Page 1 of 1

Weird issue after long run of CMX

Posted: Sat 05 Sep 2020 8:10 am
by HansR
Something I have noticed before but now is also being observed by Steinar as well, is that CMX seems to become unstable after long running on the RPI. Specifically, when the system is up more than 3 weeks , I get an uptime of -49. It happens when I process the file through CMX but I get the same value using the API.

When using the API I get information in the logfile that the code - my code in cutils - goes really haywire meaning it goes to where it should not go.

It may be mono related, but it happens with the mono version 5 and 6.
A reboot always solved the issue with me, but now it becomes a bit different as Steinar can't reboot being far away from the RPi.

It may be in several different subsystems, I point to Mono (and C# libraries) first, but it could be anywhere.
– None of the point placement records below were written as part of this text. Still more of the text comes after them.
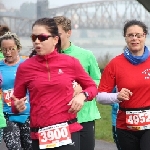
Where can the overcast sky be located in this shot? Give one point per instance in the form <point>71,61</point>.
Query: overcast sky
<point>52,3</point>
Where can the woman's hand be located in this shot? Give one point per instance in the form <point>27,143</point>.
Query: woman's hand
<point>124,94</point>
<point>77,90</point>
<point>76,103</point>
<point>19,104</point>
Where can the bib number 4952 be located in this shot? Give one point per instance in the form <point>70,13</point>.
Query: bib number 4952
<point>139,120</point>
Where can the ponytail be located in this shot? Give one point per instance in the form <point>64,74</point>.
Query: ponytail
<point>58,46</point>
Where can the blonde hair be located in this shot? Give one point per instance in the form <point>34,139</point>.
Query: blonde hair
<point>9,35</point>
<point>4,29</point>
<point>64,22</point>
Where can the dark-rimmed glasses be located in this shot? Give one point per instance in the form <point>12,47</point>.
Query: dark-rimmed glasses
<point>40,37</point>
<point>138,35</point>
<point>10,49</point>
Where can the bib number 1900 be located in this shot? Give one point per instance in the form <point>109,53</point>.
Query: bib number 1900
<point>54,136</point>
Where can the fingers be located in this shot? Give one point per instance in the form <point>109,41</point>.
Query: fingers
<point>19,104</point>
<point>76,105</point>
<point>124,94</point>
<point>77,90</point>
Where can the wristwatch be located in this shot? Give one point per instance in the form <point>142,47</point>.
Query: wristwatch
<point>86,95</point>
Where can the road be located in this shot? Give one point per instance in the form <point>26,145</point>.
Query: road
<point>100,145</point>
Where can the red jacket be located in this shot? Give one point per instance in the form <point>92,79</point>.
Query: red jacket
<point>49,82</point>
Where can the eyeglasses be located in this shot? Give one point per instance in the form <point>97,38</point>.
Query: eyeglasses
<point>40,37</point>
<point>10,49</point>
<point>138,35</point>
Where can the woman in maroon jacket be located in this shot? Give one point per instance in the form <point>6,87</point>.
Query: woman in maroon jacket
<point>48,77</point>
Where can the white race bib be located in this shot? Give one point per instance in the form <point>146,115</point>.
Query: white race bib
<point>138,120</point>
<point>54,136</point>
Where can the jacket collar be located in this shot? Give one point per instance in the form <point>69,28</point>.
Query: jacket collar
<point>47,57</point>
<point>69,49</point>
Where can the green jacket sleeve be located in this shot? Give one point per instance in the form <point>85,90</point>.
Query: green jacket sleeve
<point>93,69</point>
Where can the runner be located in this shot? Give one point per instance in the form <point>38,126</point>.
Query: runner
<point>17,133</point>
<point>130,72</point>
<point>3,29</point>
<point>48,76</point>
<point>89,113</point>
<point>2,119</point>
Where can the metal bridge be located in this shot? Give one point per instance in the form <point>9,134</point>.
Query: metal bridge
<point>102,14</point>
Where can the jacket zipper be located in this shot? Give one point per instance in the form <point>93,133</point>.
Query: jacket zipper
<point>48,70</point>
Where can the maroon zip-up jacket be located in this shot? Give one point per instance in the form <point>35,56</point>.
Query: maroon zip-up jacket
<point>49,82</point>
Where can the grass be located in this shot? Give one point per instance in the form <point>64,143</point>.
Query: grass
<point>103,129</point>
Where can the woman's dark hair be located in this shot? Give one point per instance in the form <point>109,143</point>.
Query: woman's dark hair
<point>51,26</point>
<point>4,29</point>
<point>132,23</point>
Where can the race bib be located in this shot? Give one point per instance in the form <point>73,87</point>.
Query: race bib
<point>54,136</point>
<point>138,120</point>
<point>7,95</point>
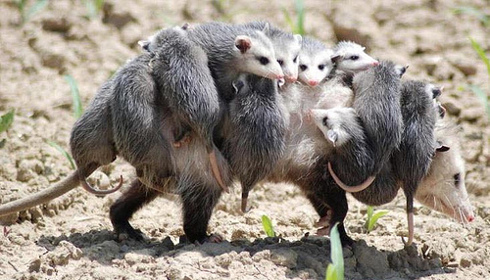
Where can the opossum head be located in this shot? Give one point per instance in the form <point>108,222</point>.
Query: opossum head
<point>256,55</point>
<point>444,189</point>
<point>159,38</point>
<point>287,49</point>
<point>338,125</point>
<point>350,57</point>
<point>314,63</point>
The fact that it happens with CMX translating webtags and the same values appear when asking through the API worries me a lot. I focus initially on the CMX uptime which becomes -49 when the problem occurs.

Any suggestions?
How to progress?

Re: Weird issue after long run of CMX

Posted: Sat 05 Sep 2020 10:45 am
by mcrossley
Looks like a bug in mono - wrapping a counter probably, using a signed int instead of a unsigned long as the millisecond counter? A signed int will wrap to negative values after 24 days of counting milliseconds.

One of my test systems: {"ProgramUpTime":"-132 days -23 hours"}

Re: Weird issue after long run of CMX

Posted: Sat 05 Sep 2020 10:57 am
by mcrossley
I guess as a workaround I could add a new tag <#ProgramUpTimeMs> that would return the uptime in milliseconds. You could then do some two's complement arithmetic on that to get the real value?

Re: Weird issue after long run of CMX

Posted: Sat 05 Sep 2020 11:17 am
by mcrossley
Or I could do it for you in the tag code

If mono *is* using an int value, that of course would still only get you up to 49 days before it wrapped back to zero again. :(

Re: Weird issue after long run of CMX

Posted: Sat 05 Sep 2020 3:04 pm
by HansR
Yes, no doubt we could make a trick to get around the uptime. But there is more to it because it seems none of my API calls work anymore. The logs are inconsistent.
I'll try something else with Steinar and then will come back to this.

Re: Weird issue after long run of CMX

Posted: Sun 06 Sep 2020 10:58 am
by HansR
OK, I got confirmation it is really looks like only a local problem for the uptime of Cumulus (as for the system the webtag method does not work at all anymore and I determine it myself).

However I also looked into it myself a bit and I have an other solution in CMX which works for everybody without have to rework the result in the Webtag (meaning it can be used directly if the uptime webtag is used in a webpage). I'll send the suggestion by PM.

Re: Weird issue after long run of CMX

Posted: Fri 11 Sep 2020 6:32 pm
by sutne
I have upgraded the Raspbian and then had a reboot, so the CumulusMX program uptime Is back to 0.

What I do not understand is why is not the Program uptime counter reset when I stop and start CumulusMX?

Re: Weird issue after long run of CMX

Posted: Fri 11 Sep 2020 7:40 pm
by HansR
Hi Steinar, don't know what you know about coding, but that does not happen because the way Cumulus asks the uptime to the system. It does not save the starttime itself but it asks the process starttime with a system call:

Code: Select all

TimeSpan ts = DateTime.Now - Process.GetCurrentProcess().StartTime;
And that is where control is lost and the error is. Mono probably, maybe Linux, some counter possibly a signed/unsigned thing. We don't know for sure. Anyway, restarting CMX does apparently not solve this. If I look at it I don't understand it either because I would say the timer would restart with a new process. Apparently in that call something does not work. We have no influence on this, and can only calculate the time difference in CMX. A workaround to the current method.

In discussion with Mark we found a workaround, so probably in the next release that will be implemented.
But he's away now so it takes some time.